The Court of Justice judgment provides relevant clarifications on concepts central to the application of Article 101 TFEU. The Court confirmed that the MasterCard MIF could be qualified as a decision of an association of undertakings, even after MasterCard was incorporated and listed on the stock-exchange. The Court also held that the Commission and the GC had correctly applied the "ancillary restraints" test by finding that the MasterCard system could still function without the MIF.

Finally, the Court of Justice explored the application of the "counterfactual" test and concluded that the GC had erred in applying it. The Court of Justice held that both for the application of the "ancillary restraints" test and in the context of establishing anti-competitive effects produced by certain conduct, the Commission and the GC may employ the "counterfactual" test. However, while in relation to the former it is decisive whether a legitimate main operation can function without the restrictive conduct in place, this is not necessarily the case for the latter. To determine whether conduct produces restrictive effects on competition, it is necessary to assess the competition within the actual context in a hypothetical situation without that conduct in place (counterfactual analysis). If a less restrictive situation is available, the GC is obliged to establish whether that hypothetical situation is likely to occur.
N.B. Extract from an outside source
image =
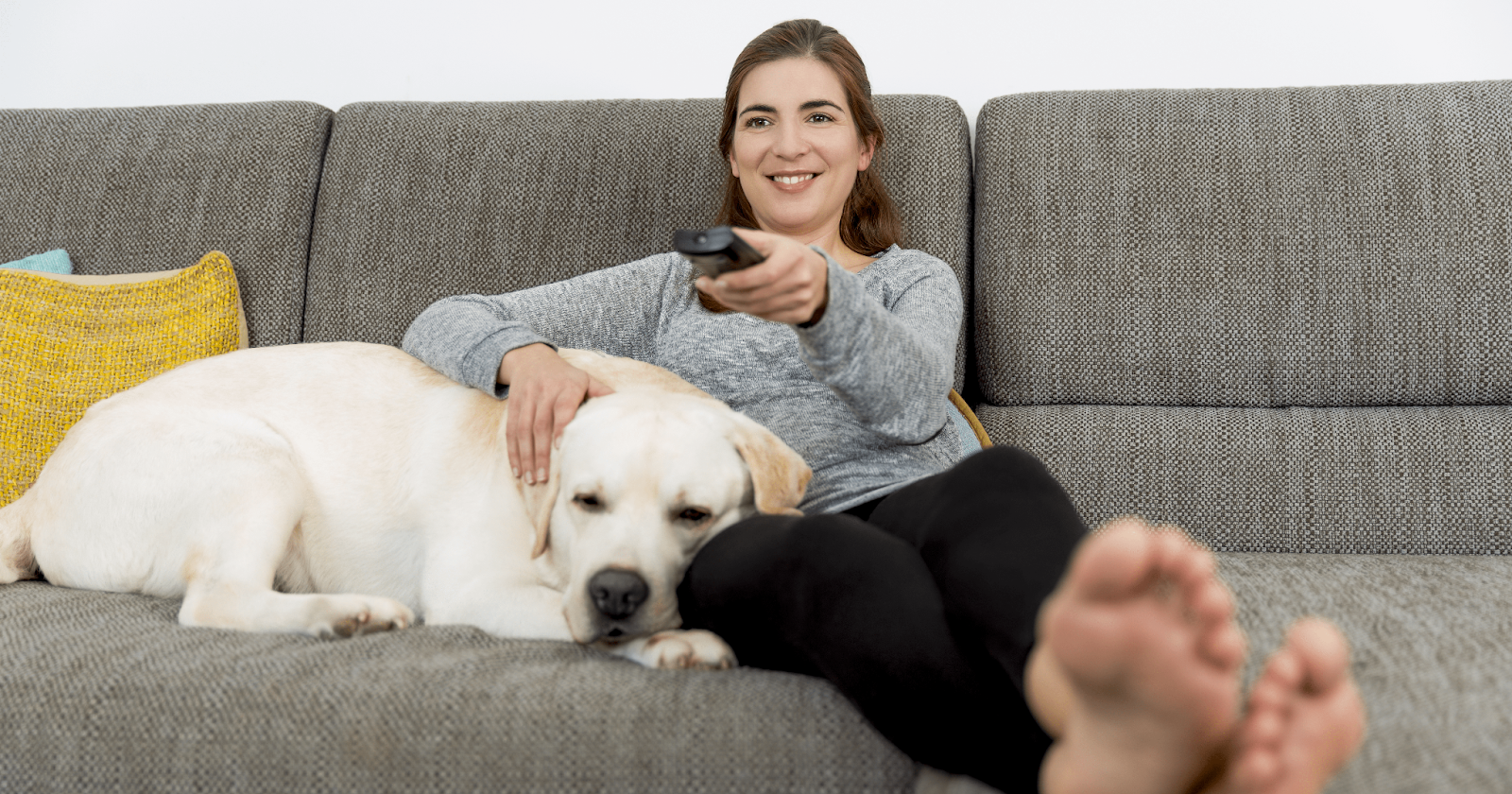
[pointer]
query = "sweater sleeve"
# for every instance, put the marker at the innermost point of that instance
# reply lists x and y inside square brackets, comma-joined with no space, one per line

In the present case, the GC found that a prohibition of ex post pricing would be able to replace the MIF and produce less restrictive effects on competition. However, the Court of Justice found that the GC failed to establish the likelihood of that scenario to materialise in the absence of the MIF. Nevertheless, this has no effect on the validity of the judgment of the GC - and the European Commission decision - since the Court of Justice found that the GC's overall conclusion was well-founded on other grounds. Therefore, the Court of Justice upheld the GC's analysis of the restrictive effects of the MIF, as well as its finding that the MIF did not satisfy the conditions for individual exemption under Article 101(3) TFEU.